As usual got me hanging on every word! Gunny would have been a great coach, I’m sure. Right on time with his motivational praise! Sunrise finds you in a tough spot,again! Look forward to the next chapter Jim! Semper Fi!
Thanks Jack, I am working on the next segment today, trying to get back to the weekly exercise regimen I tried to hold myself to
without much success…
I do not read these episodes for litany content, syntax or grammar. What I read them for is the emotional reaction to a real world scenario. The description of how life was inside the A Shaw for a Marine rifleman is spot on. The raw emotion and fear are captured on a personal level.
Thanks for telling our story. Keep up the writing. Semper Fi
Thanks a lot John. The compliment is well written and well received.
So the Major wasn’t just additional cannon fodder to be thrown into the field – he was a valued member of Battalion command. Battalion was oblivious to or in total denial of what was actually happening in the field. Wonder how many medals Battalion command received for the blood shed in that valley so many miles from their air conditioned bunker. Not sure how you maintained any semblance of sanity at this point. Thanks again for the update. You paint a painfully descriptive picture with your words.
The battalion commander was eventually court-martialed but acquitted with an
outraged minority report written by a lieutenant on the court who was a real combat vet.
The colonel eventually received the Legion of Merit prior to his retirement. He is still alive in
Arizona. Yes, I do think about that but never go to Arizona.l
I wonder if he would read the book if you sent it to him
Whom are we talking about?
Great read. Thank you Sir. Semper Fi
Thanks a lot David and your compliment means a lot to me…
Lt outstanding! Makes me grip the edge of my seat! Keep up the good work!

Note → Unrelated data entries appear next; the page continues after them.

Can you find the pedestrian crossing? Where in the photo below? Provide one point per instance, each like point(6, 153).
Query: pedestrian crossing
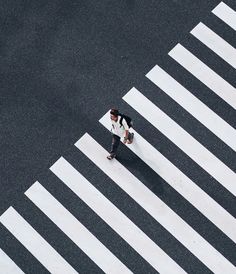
point(185, 236)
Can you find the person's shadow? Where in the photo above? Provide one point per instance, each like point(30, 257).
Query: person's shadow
point(144, 173)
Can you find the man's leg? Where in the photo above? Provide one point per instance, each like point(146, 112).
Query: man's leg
point(114, 146)
point(130, 138)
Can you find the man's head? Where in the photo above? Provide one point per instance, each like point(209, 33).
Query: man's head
point(114, 114)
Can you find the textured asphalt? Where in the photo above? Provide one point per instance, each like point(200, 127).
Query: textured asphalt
point(63, 64)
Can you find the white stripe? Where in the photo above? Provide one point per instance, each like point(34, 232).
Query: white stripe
point(226, 14)
point(182, 139)
point(154, 206)
point(193, 105)
point(181, 183)
point(78, 233)
point(7, 266)
point(35, 243)
point(114, 218)
point(215, 43)
point(206, 75)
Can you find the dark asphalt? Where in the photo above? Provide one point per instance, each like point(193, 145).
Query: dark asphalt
point(63, 64)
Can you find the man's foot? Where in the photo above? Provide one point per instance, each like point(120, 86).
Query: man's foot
point(111, 156)
point(130, 141)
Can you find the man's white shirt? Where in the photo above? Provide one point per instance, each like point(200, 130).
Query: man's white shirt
point(119, 130)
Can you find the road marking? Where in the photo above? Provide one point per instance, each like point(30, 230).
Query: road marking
point(182, 139)
point(206, 75)
point(7, 266)
point(154, 206)
point(77, 232)
point(35, 243)
point(226, 14)
point(193, 105)
point(114, 218)
point(215, 43)
point(181, 183)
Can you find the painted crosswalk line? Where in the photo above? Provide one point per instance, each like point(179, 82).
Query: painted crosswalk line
point(205, 74)
point(35, 243)
point(226, 14)
point(196, 151)
point(154, 206)
point(115, 218)
point(193, 105)
point(180, 182)
point(7, 266)
point(215, 43)
point(77, 232)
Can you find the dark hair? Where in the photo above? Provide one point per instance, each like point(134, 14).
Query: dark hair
point(114, 111)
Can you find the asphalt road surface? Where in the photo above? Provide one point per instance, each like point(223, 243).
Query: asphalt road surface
point(167, 203)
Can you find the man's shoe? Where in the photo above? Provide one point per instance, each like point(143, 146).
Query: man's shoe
point(111, 156)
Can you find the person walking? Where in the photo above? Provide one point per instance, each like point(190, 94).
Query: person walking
point(121, 125)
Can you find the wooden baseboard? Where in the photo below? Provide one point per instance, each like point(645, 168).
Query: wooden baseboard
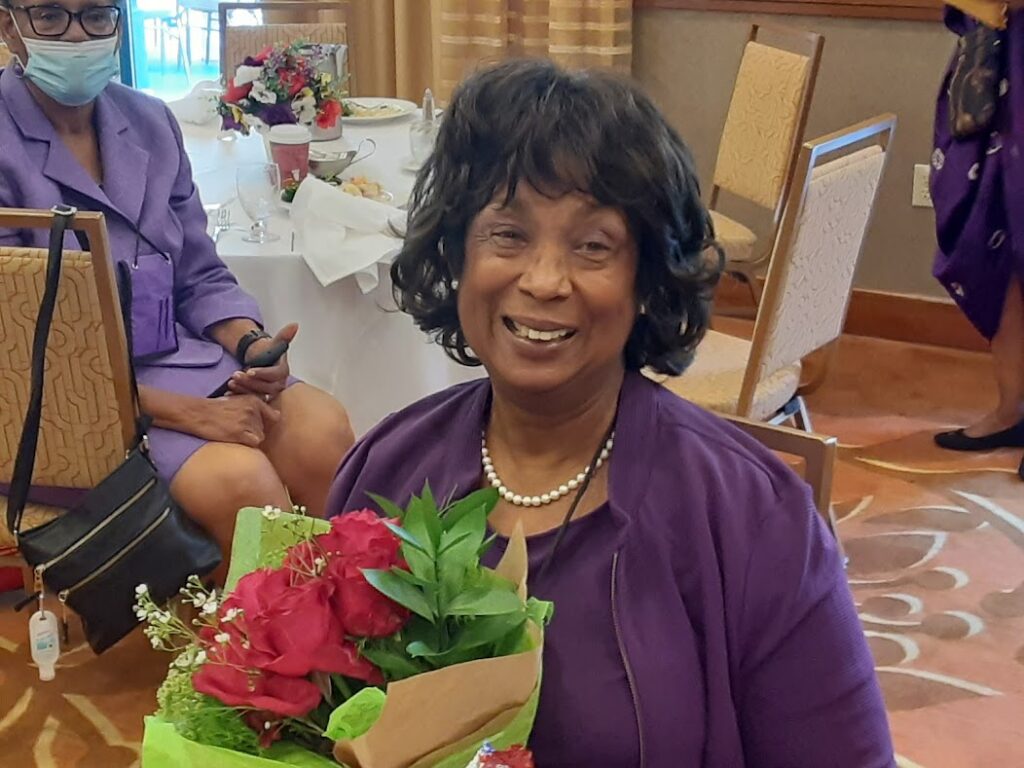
point(885, 315)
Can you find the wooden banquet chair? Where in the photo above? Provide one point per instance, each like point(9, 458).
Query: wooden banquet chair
point(762, 135)
point(88, 415)
point(283, 22)
point(808, 287)
point(817, 460)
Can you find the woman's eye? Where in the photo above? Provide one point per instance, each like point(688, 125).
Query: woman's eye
point(507, 237)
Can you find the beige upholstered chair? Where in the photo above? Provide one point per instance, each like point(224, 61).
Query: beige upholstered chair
point(809, 282)
point(88, 416)
point(324, 23)
point(762, 134)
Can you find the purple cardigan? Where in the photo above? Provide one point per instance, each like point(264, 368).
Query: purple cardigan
point(734, 615)
point(146, 180)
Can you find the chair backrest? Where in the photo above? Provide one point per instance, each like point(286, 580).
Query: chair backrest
point(766, 119)
point(821, 237)
point(817, 452)
point(281, 23)
point(88, 413)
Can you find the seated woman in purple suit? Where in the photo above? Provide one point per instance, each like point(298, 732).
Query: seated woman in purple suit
point(557, 237)
point(70, 135)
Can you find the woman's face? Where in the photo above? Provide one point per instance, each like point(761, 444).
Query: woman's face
point(547, 294)
point(44, 19)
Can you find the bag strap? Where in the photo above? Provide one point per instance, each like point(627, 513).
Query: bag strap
point(25, 462)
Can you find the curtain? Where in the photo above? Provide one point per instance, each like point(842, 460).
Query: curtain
point(573, 33)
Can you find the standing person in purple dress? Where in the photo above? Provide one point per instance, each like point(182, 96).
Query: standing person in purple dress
point(978, 189)
point(70, 135)
point(557, 237)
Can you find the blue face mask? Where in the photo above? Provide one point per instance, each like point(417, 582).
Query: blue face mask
point(72, 74)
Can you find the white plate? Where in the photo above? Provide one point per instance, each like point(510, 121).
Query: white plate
point(399, 109)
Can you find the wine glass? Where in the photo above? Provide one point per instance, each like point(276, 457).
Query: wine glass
point(259, 193)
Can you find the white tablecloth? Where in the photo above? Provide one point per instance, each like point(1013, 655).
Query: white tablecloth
point(353, 345)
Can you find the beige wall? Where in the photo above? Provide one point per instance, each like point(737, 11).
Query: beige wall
point(688, 60)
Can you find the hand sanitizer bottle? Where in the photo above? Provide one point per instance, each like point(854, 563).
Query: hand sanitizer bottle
point(423, 132)
point(45, 640)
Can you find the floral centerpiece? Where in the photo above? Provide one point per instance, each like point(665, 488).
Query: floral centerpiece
point(368, 641)
point(283, 84)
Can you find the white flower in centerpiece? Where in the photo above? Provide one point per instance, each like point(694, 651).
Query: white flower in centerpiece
point(245, 75)
point(262, 94)
point(305, 110)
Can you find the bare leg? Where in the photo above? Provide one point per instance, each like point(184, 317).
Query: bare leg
point(1008, 353)
point(308, 443)
point(219, 479)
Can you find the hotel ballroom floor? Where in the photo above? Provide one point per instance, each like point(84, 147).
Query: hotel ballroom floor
point(936, 547)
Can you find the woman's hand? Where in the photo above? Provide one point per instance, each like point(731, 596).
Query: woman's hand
point(242, 419)
point(265, 382)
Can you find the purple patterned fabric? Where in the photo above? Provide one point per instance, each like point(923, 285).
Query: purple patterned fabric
point(978, 189)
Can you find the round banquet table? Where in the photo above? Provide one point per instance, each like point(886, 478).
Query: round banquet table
point(355, 346)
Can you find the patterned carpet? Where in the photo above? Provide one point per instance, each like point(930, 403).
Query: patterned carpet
point(936, 547)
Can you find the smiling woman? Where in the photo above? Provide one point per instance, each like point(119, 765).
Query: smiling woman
point(70, 134)
point(556, 237)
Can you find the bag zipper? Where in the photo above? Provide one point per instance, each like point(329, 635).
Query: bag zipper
point(40, 569)
point(62, 595)
point(626, 660)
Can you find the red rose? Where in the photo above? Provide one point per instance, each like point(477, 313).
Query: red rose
point(235, 93)
point(363, 610)
point(361, 536)
point(329, 115)
point(287, 696)
point(292, 80)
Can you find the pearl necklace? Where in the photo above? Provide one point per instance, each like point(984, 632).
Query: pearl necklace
point(544, 499)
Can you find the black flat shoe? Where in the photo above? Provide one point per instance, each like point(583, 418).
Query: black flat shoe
point(958, 440)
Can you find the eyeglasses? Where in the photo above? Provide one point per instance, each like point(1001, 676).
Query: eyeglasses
point(54, 20)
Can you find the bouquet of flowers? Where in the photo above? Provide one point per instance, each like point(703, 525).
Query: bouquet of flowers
point(368, 641)
point(282, 84)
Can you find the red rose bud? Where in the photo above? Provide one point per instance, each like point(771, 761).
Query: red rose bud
point(515, 757)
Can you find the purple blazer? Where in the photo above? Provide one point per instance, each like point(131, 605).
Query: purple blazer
point(147, 182)
point(734, 615)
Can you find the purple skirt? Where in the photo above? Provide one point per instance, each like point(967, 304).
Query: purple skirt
point(978, 190)
point(169, 450)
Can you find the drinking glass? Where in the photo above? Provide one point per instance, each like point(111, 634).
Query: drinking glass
point(259, 194)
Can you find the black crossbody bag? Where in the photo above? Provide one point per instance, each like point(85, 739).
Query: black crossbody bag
point(127, 530)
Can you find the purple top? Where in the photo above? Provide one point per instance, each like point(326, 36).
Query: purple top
point(978, 189)
point(728, 600)
point(581, 654)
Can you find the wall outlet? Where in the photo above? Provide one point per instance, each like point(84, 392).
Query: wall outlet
point(922, 197)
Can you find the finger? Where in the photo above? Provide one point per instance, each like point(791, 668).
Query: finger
point(287, 333)
point(250, 438)
point(270, 415)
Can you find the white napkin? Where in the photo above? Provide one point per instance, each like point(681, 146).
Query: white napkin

Left holding my breath again, war is hell no matter which way you look at it. Salute Junior
You still have us by the heart. Your men, your situation, your enemy, and the total lack of support by Command. It is the prayer of all of you that your war is never repeate. It seems to be rushing headlong to a very nasty ending, and is being told in the same way. Sorry to have to ask: Sgt Bates, I’ve missed him somehow. Appreciate your hinting to the other follower that we will see him again. Thank you LT. Poppa J
Sargent Bates show up in Twenty Third Day.
Thanks for all of your support, , Poppa
semper fi, Jim
It was good to read that Tank was back with the Gunny. I know he got wounded towards the end of book 2 and was wondering if he got evacuated.